OU remembers Tim Russert


By Julianna Parker

"People with backgrounds like yours and mine can and will make a difference in this country and this world," journalist Tim Russert told University of Oklahoma graduates at the 2002 commencement ceremony.

The 58-year-old moderator of the political news show "Meet the Press" died Friday from a heart attack. Russert hosted "Meet the Press" for 17 years. Time magazine named him one of the 100 most influential people in the world this year.

Before he received that honor from Time, he gave the keynote address in May 2002 at OU's commencement ceremony. He told students that the values they learned at OU prepared them to compete with anybody, anywhere.

"Reject the conventional wisdom that success is only for the rich or the privileged or the Ivy League-educated," he told the graduates. "Don't believe it. I didn't. Because people with real values have a way of helping, teaching and connecting with one another."

OU President David Boren, who brought Russert to campus in 2002, knew Russert personally and said he will miss him very much.

"The entire nation will miss him because of his hard work to get the facts needed to educate the American people," Boren wrote in an e-mail Monday. "He was always motivated by a deep love of our country and an abiding confidence in the common sense of the average American."

The outpouring of praise for Russert in the days since he died would surely have embarrassed the son of a truck driver from Buffalo, N.Y., said Ken Fischer, visiting assistant professor at OU's Gaylord College of Journalism and Mass Communication.

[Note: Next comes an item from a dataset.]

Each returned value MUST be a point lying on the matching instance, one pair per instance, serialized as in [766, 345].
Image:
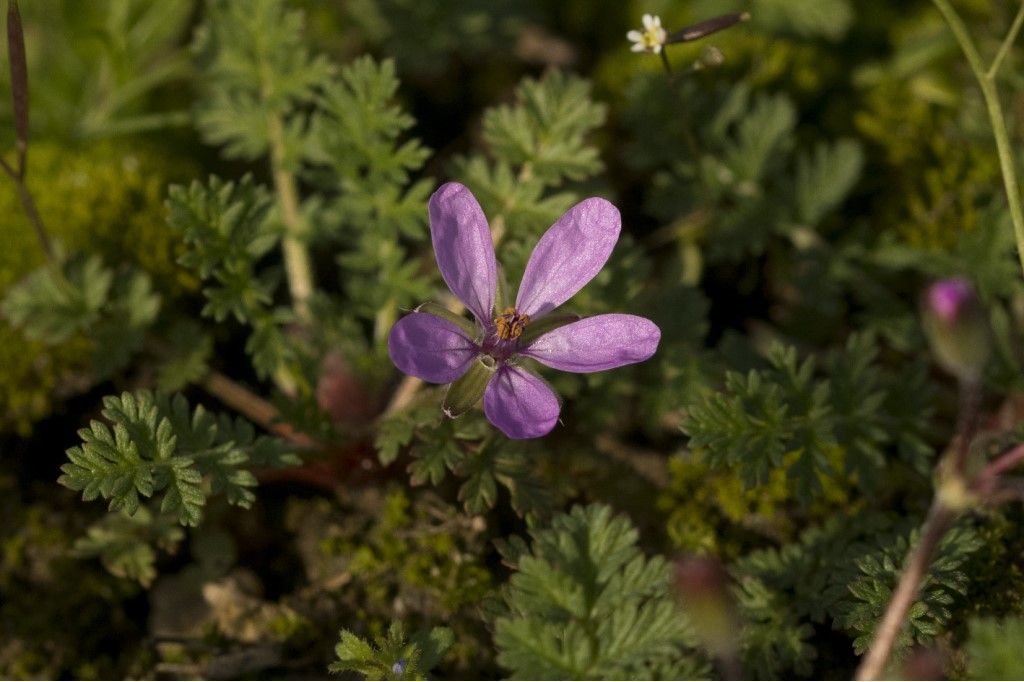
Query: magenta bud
[956, 327]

"He never made it about him and I think he would be sort of embarrassed by all this attention," Fischer said.

Russert was an excellent journalist who handled questions well, Fischer said. He said that's something he always has to teach his students about.

"They get bogged down in that list of questions," he said.

Russert always seemed prepared, but he didn't just stick to his prearranged questions.

"He actually was listening to what the people were saying, and he actually listened to their responses," Fischer said.